【完結】前世を思い出した瞬間、超絶好みの騎士様から求婚されましたが、とりあえず頷いてもいいかしら?

5.クラリス③

――魔獣討伐に向かった騎士団に負傷者多数。

 領主である父への報告を偶然耳にしてしまったクラリスは、世界が音を立てて崩れていくような気がした。
 なかでも団長であるバルトが重傷を負い、一時は生死をさまよったという。

 あまりのショックに気を失いそうになったが、それに対する父の返事は「そうか」の一言で、くわしい事が分からない。娘であっても父親の執務室に押し入ることなどできるはずもなく、かといって、あとで父に聞いても答えてはもらえないだろう。
 クラリスは何か情報を得ることができないか奔走した。

「一命はとりとめたんだよ」

 ようやく顔見知りの騎士に話を聞くことができたのは、あれから三日もたってからだった。

「団長の近くに運よく治癒士がいてね。出血は多かったけど無事だ」
「そう、ですか」

 へなへなと座り込み、安堵に息を吐く。
 他の騎士に、あやうく腕がもげるところだったのだと軽口を言われ再び血の気が引いたが、件の治癒士は相当優秀だったらしく、傷が少し残るだけだと言われホッとした。

「クラリスちゃん、心配してくれてありがとね。団長丈夫だけど、さすがに今回は回復には時間がかかるらしくてさ、まだ戻れないんだ」
「いえ、教えてくれてありがとうございます」

 できることならば見舞いたいけれど、バルトの療養先は遠い。行動範囲が限られているクラリスが行けるところではなかった。
 いや。例え行けたところで、面会が家族に限定されていると知ってしまえば、ただの友人であるクラリスにはなんの資格もない。

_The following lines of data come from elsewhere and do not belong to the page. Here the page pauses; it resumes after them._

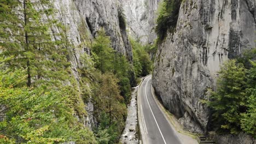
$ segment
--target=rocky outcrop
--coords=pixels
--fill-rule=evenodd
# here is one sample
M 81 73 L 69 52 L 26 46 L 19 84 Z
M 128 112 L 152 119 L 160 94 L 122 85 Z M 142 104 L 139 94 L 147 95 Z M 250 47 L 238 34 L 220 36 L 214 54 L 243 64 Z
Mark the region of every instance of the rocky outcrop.
M 154 42 L 159 0 L 122 0 L 128 32 L 143 44 Z
M 254 0 L 183 1 L 175 32 L 159 45 L 153 87 L 182 123 L 195 128 L 190 131 L 207 130 L 210 111 L 201 100 L 214 87 L 220 65 L 255 47 L 255 4 Z
M 57 10 L 55 18 L 66 26 L 68 39 L 74 45 L 73 47 L 69 48 L 71 52 L 69 61 L 79 88 L 83 86 L 80 85 L 82 77 L 78 72 L 79 68 L 82 67 L 80 56 L 85 52 L 89 53 L 90 45 L 88 44 L 92 42 L 101 27 L 103 28 L 110 37 L 113 47 L 126 56 L 131 63 L 132 62 L 131 47 L 125 28 L 119 26 L 118 9 L 120 3 L 119 1 L 55 0 L 53 2 L 54 8 Z M 52 29 L 53 34 L 55 32 L 57 33 L 62 31 L 57 27 Z M 58 38 L 55 37 L 55 39 Z M 77 117 L 84 125 L 91 129 L 96 122 L 93 116 L 94 105 L 90 100 L 89 102 L 83 101 L 82 98 L 80 101 L 86 103 L 84 109 L 87 111 L 87 115 Z
M 119 26 L 119 9 L 121 3 L 115 0 L 75 0 L 75 5 L 85 20 L 92 35 L 103 27 L 110 36 L 113 47 L 132 61 L 132 51 L 125 27 Z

 ただひたすら彼の回復を祈ることしかできなくて、それが歯がゆくて悲しかった。

「求婚されたとき、頷いてしまえばよかった」

 冗談だったと笑い飛ばされることは明白だけど、しつこく婚約者だと言い張っていれば、彼のもとに飛んで行けたかもしれない。
 伯爵令嬢なんてなんの役にも立たない肩書は、さっさと捨ててしまえばよかったのだ。

「でもお嬢様は捨てられなかったですよね」

 ただ一人愚痴を聞いてくれるマルゴが、泣きそうな顔でクラリスの手を握る。

 誰よりもクラリスの立場を、気持ちを、考えを理解してくれる彼女は、クラリスが感情のままに行動できないことも、大事な人に迷惑をかけることもできないと知っていた。

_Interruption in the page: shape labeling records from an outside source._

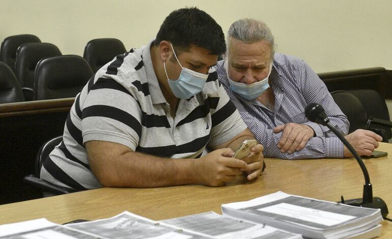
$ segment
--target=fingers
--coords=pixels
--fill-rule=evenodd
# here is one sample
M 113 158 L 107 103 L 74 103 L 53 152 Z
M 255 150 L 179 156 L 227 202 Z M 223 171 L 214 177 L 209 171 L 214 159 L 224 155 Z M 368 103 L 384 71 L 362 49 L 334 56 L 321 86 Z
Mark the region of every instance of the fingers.
M 260 153 L 264 149 L 264 147 L 261 144 L 257 144 L 253 146 L 250 150 L 253 153 Z
M 231 157 L 234 155 L 234 151 L 230 148 L 225 148 L 215 150 L 217 153 L 223 157 Z
M 247 178 L 248 180 L 253 180 L 255 178 L 257 178 L 257 177 L 259 177 L 261 175 L 261 169 L 258 169 L 257 170 L 255 170 L 253 172 L 252 172 L 251 173 L 248 174 L 248 176 L 246 177 L 246 178 Z
M 281 139 L 277 143 L 277 147 L 282 149 L 282 150 L 284 150 L 285 152 L 286 152 L 287 149 L 289 148 L 289 147 L 286 146 L 287 149 L 286 149 L 286 150 L 282 149 L 282 148 L 286 145 L 287 140 L 289 139 L 289 137 L 291 133 L 291 130 L 293 129 L 293 127 L 290 124 L 288 124 L 286 125 L 285 129 L 283 130 L 283 132 L 282 134 L 282 136 L 281 136 Z M 296 136 L 296 135 L 295 136 Z M 292 139 L 290 139 L 290 140 L 291 140 L 292 142 L 294 141 Z M 283 153 L 284 153 L 285 152 L 282 151 Z
M 241 169 L 242 171 L 251 171 L 261 169 L 263 167 L 263 161 L 259 161 L 255 162 L 248 164 L 246 166 Z
M 242 169 L 246 166 L 246 163 L 244 161 L 234 157 L 222 157 L 221 162 L 225 166 L 231 168 Z
M 286 124 L 283 124 L 282 125 L 278 125 L 273 128 L 273 132 L 275 134 L 278 133 L 285 129 Z
M 365 149 L 362 151 L 362 152 L 360 153 L 358 153 L 360 156 L 362 155 L 366 155 L 366 156 L 370 156 L 372 155 L 372 153 L 373 152 L 373 150 L 369 150 L 369 149 Z
M 301 150 L 303 148 L 305 147 L 305 146 L 306 146 L 306 143 L 307 143 L 307 141 L 309 141 L 309 139 L 312 138 L 308 135 L 305 135 L 303 136 L 303 138 L 302 138 L 302 141 L 301 141 L 301 143 L 299 143 L 298 147 L 297 147 L 297 148 L 295 149 L 295 151 L 299 151 Z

 クラリスが立場を捨てようとしても、責められ、責任を取らされるのは、クラリス以外の人間だ。騎士という仕事に誇りを持っているバルトから、それを奪うような真似など絶対にできるはずがない。

「でも、一目だけでいい。会いたい……。バルトさん……」

 側にいられなくてもいい。遠くからでもいい。無事な姿をこの目で見たかった。